As moms we all have things that we are thankful for and things that scare the shiz-nit out of us. As D-Mamas... we have extra things. Things that the typical mama does not have to deal with. Such as stereotypes, advocating, educating, lack of sleep etc...
Here are some of my quiet fears and also some stuff I am secretly thankful for...
- Justin has always been "well built". I'm talking rock hard stomach surfer body type of built. Deep down I am thankful for this. I know that sounds kind of bad, but I honestly find it a bit easier to explain type one not being a metabolism problem.
- I am thankful that Justin only eats a handful of things. It makes it easier to bolus him when we are out. I can "swag" a cheeseburger and fries like nobodies business.
- I don't always educate when I have the opportunity. I admit it... sometimes I just don't have the darn energy. Then sometimes the comment made is so stupid... I am more in rage mode and one more stupid comment would case me to go all Bruce Lee on someone. Better to clinch teeth and avoid further contact at that point ;)

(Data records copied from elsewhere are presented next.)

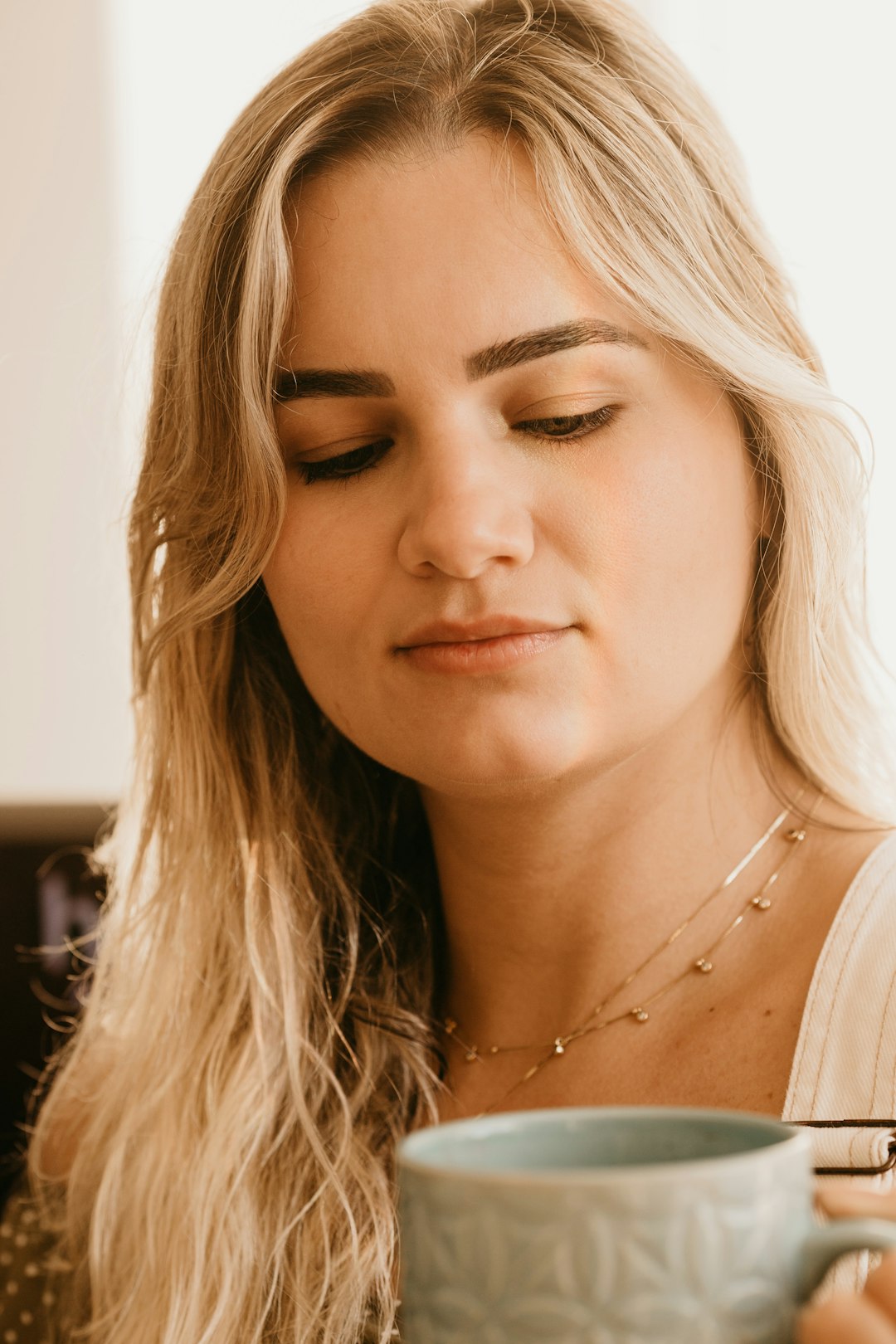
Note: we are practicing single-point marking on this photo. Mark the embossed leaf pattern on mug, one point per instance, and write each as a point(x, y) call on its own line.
point(694, 1270)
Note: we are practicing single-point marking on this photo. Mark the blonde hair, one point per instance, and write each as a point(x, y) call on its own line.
point(258, 1032)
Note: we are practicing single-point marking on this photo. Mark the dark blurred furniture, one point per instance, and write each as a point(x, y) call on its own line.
point(46, 894)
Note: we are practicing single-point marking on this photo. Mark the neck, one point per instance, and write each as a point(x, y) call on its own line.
point(553, 895)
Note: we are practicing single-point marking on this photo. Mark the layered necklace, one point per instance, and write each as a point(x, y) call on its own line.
point(703, 965)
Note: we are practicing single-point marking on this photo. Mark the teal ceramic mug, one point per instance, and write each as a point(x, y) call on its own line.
point(613, 1226)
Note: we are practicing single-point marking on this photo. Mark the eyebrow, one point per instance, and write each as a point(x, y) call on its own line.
point(507, 353)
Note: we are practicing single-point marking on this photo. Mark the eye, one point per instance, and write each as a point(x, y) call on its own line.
point(345, 465)
point(567, 426)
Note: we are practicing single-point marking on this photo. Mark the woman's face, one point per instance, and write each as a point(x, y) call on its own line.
point(470, 459)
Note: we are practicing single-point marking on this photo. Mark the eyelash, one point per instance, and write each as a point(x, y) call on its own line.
point(329, 470)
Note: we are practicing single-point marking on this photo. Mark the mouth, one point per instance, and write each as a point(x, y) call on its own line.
point(477, 632)
point(483, 655)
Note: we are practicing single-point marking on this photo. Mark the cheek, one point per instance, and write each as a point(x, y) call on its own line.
point(317, 581)
point(670, 546)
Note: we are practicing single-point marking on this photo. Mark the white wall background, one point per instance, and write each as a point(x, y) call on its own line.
point(109, 110)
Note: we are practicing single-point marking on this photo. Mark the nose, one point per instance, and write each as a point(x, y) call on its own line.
point(466, 507)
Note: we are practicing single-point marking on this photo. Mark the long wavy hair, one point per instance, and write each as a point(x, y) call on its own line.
point(257, 1031)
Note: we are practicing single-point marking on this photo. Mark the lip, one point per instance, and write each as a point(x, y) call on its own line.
point(486, 628)
point(494, 650)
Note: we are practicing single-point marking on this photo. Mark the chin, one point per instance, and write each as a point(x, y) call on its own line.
point(499, 767)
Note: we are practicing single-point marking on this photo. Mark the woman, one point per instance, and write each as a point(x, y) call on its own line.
point(499, 650)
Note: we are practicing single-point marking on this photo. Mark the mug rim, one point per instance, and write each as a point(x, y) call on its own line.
point(421, 1166)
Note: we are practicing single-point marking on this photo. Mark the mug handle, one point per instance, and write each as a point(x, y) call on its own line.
point(824, 1244)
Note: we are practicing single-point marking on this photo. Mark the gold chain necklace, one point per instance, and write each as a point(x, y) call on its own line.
point(703, 965)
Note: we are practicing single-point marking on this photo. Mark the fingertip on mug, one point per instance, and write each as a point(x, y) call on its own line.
point(845, 1320)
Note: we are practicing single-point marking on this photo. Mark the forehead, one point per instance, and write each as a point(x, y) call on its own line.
point(427, 258)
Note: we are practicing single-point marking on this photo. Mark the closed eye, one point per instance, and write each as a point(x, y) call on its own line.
point(347, 466)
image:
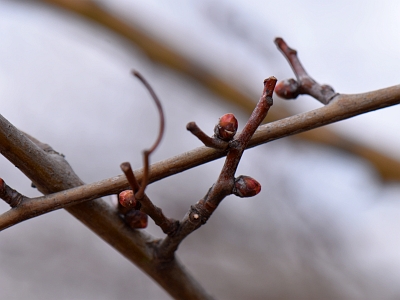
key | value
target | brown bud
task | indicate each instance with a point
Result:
(127, 199)
(136, 219)
(226, 127)
(287, 89)
(245, 186)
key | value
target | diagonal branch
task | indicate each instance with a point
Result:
(51, 173)
(305, 84)
(199, 213)
(341, 108)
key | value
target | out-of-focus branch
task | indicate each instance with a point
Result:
(341, 108)
(51, 175)
(388, 167)
(226, 183)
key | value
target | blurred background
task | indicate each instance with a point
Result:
(325, 225)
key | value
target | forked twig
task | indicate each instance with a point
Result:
(167, 225)
(305, 84)
(226, 184)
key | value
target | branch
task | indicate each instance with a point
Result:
(167, 225)
(163, 54)
(51, 173)
(290, 89)
(341, 108)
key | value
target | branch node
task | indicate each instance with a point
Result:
(305, 84)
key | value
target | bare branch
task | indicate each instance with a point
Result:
(341, 108)
(50, 175)
(208, 141)
(290, 89)
(167, 225)
(10, 196)
(147, 153)
(225, 185)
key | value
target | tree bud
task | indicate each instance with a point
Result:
(136, 219)
(127, 199)
(287, 89)
(226, 127)
(245, 186)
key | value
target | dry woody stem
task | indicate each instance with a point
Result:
(199, 213)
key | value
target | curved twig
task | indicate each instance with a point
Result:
(341, 108)
(146, 153)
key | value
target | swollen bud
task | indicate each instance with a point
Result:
(287, 89)
(245, 186)
(136, 219)
(226, 127)
(127, 199)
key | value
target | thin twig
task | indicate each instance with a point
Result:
(167, 225)
(208, 141)
(51, 174)
(199, 213)
(148, 152)
(341, 108)
(11, 196)
(290, 88)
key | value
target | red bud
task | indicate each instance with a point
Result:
(287, 89)
(127, 199)
(226, 127)
(245, 186)
(136, 219)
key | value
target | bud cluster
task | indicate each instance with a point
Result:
(246, 186)
(226, 128)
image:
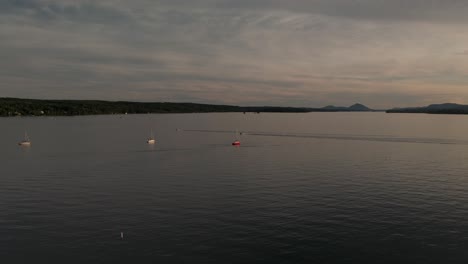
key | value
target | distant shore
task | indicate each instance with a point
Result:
(37, 107)
(40, 107)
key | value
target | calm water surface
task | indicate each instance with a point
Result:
(302, 188)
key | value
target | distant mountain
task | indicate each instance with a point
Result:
(353, 108)
(447, 108)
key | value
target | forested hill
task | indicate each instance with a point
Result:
(447, 108)
(33, 107)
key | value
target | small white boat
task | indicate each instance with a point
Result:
(25, 141)
(237, 141)
(151, 139)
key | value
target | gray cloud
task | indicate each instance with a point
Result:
(257, 51)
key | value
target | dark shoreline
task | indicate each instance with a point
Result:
(38, 107)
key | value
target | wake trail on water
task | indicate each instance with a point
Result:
(373, 138)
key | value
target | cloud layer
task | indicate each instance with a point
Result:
(255, 52)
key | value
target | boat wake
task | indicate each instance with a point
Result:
(374, 138)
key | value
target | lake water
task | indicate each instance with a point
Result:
(302, 188)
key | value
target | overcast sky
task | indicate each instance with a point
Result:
(382, 53)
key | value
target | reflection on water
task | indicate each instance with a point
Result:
(302, 188)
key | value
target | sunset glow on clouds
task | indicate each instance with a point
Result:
(256, 52)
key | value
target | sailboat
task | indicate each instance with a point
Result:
(25, 141)
(151, 139)
(237, 141)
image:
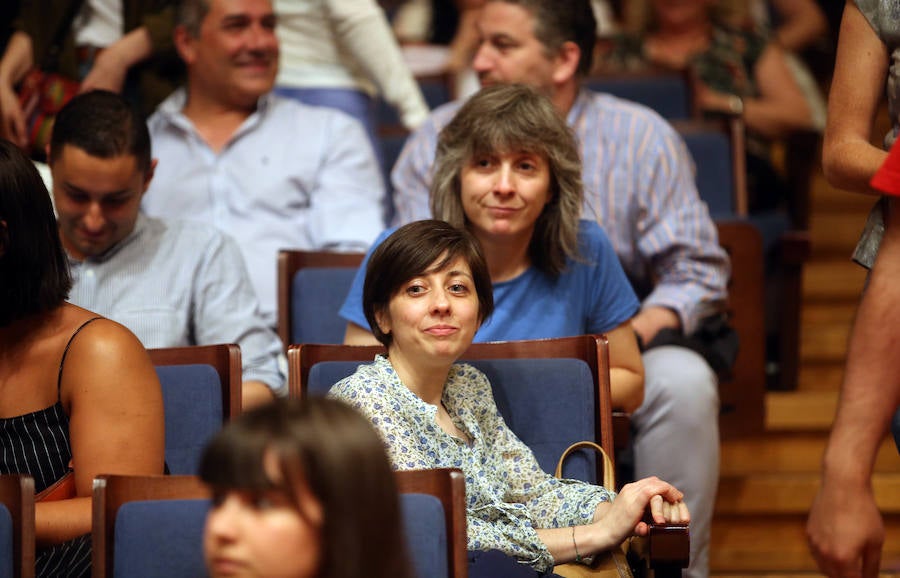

- I want help. I want my husband to learn how to help more, but I find it easier to just do it than to try and explain or teach. I am all about what is easier these days... even if the easier is just for the moment.
- It kills me to just let him sleep in. I check on him constant even though I know he is just getting caught up on some much needed rest.
- I hate telling new D Mamas that it will get better in time. I know it WILL get better for them, but I also remember thinking "WHEN will it get better" every time I was told to give it time. I do still try to share the wise words... just cringe doing so :)
- I am not sure how I am going to get Justin to do site changes without the Emla. Our script is almost out and I am worried that the Endo will not be willing to give me another one. I had to ague for that one! At what age should I make him suck it up when I KNOW that junk hurts?
- I am scared of the change in the air. Carbs have started to have a greater effect on him recently. I could give him two cookies to "bump him up" enough to go out and play. Now, tow cookies throws him into the 300's. That's just an example... I have a lot of changes to wrap my bulging brain around.
- I am scared there will be a day that I can't afford his prescriptions. I don't talk much about the financial strain D has caused us personally, but it has in a big way. I am thankful for my insurance and I trust that we will be okay. I just worry that there will be that day when all this will finish us off. If that makes sense.
I could keep going, but I have to get ready for dinner. What are your fears? What are you thankful for? I need to know. Today is just one of those days.